La logistique, secteur qui utilise le plus de véhicules à hydrogène

Les avantages de la pile à combustible sont massifs : des temps de charge courts et une autonomie importante. Lucas Toussaint, chef de produits énergie pour Jungheinrich, spécialiste de ce marché du chariot élévateur électrique, résume en une phrase : « Le véhicule est toujours disponible puisqu’il vient se recharger en quelques minutes. Fonctionnellement, ça fait rêver les clients » car les gains de productivité sont très importants, comme avec la technologie Lithium-ion. La difficulté est le coût initial de l’acquisition du matériel et des installations nécessaires (comme une station de recharge) qui sont élevés – « de l’ordre de +50 à +100 % du coût total de possession (TCO) d’un chariot » détaille M. Toussaint. Résultat : une des préconditions est de déployer une flotte importante de véhicules pour rentabiliser la station de recharge et d’assurer un taux d’utilisation maximal des chariots.

Ce matériel reste donc aujourd’hui très ciblé sur les acteurs majeurs. C’est le cas de Lidl et de son entrepôt à Carquefou, près de Nantes (44), équipé de 98 chariots intra-logistique à hydrogène de la marque Jungheinrich et d’une station de recharge alimenté par de l’hydrogène renouvelable fourni par Lhyfe. Et si le modèle économique est compliqué, il est pourtant rentable, soutient son directeur du développement.

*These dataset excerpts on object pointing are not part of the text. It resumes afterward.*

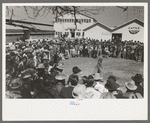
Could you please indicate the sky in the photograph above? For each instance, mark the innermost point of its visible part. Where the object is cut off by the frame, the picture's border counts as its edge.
(111, 16)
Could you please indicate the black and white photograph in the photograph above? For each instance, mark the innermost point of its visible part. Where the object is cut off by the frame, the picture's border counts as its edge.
(75, 53)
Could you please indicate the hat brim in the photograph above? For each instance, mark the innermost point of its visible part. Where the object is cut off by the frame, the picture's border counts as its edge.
(26, 76)
(114, 88)
(130, 88)
(137, 80)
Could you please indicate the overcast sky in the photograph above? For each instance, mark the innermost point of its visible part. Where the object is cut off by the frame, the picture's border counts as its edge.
(109, 15)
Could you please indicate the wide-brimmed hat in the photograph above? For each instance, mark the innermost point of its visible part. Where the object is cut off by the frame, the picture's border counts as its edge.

Hydrogene Logistique 2 Clhyfe Lidl
(©Lhyfe /Lidl)

Des effets induits qui réduisent le coût de l’investissement

« Oui, le retour sur investissement est validé sur cette opération malgré le surcoût de l’installation de l’infrastructure et l’acquisition des chariots », affirme donc Christophe Dubruque. « Il est d’abord considérablement amélioré dès lors que la productivité est en hausse par rapport à la disponibilité des chariots. On constate également des bénéfices indirects, comme par exemple la place libérée d’une salle de charge dans le bâtiment logistique, qu’on peut récupérer et maximiser. »

Parmi les autres éléments qui militent pour le choix du véhicule à hydrogène figurent la durée de vie du matériel supérieure à celle des véhicules à batterie, notamment au plomb, une meilleure recyclabilité du matériel et une empreinte écologique globalement meilleure - à condition que l’hydrogène soit d’origine renouvelable, sans quoi le saut technologique perd tout son sens. Enfin, en termes d’organisation du travail, un parc de véhicules 100 % disponible simplifie l’établissement du plan de charge des opérateurs. Alors demain, tous en véhicule à hydrogène ?

Des barrières à lever pour massifier l’usage

Pas si simple, tempère Lucas Toussaint : « Pour la manutention, les chariots à batteries lithium-ion constitueront certainement toujours la très grande majorité du marché dans les années à venir et les véhicules à hydrogène ne devraient pas dépasser 5%. Il est évidemment nécessaire de parvenir à diminuer les coûts afférents à cette technologie : la station de recharge, les systèmes hydrogène et l’hydrogène en lui-même. Il faut s’assurer de son origine renouvelable pour assurer un mieux-disant significatif sur le plan environnemental. Mais sur le marché du chariot élévateur, le système à batterie restera compétitif et plus durable si l’on parle de la technologie lithium-ion. »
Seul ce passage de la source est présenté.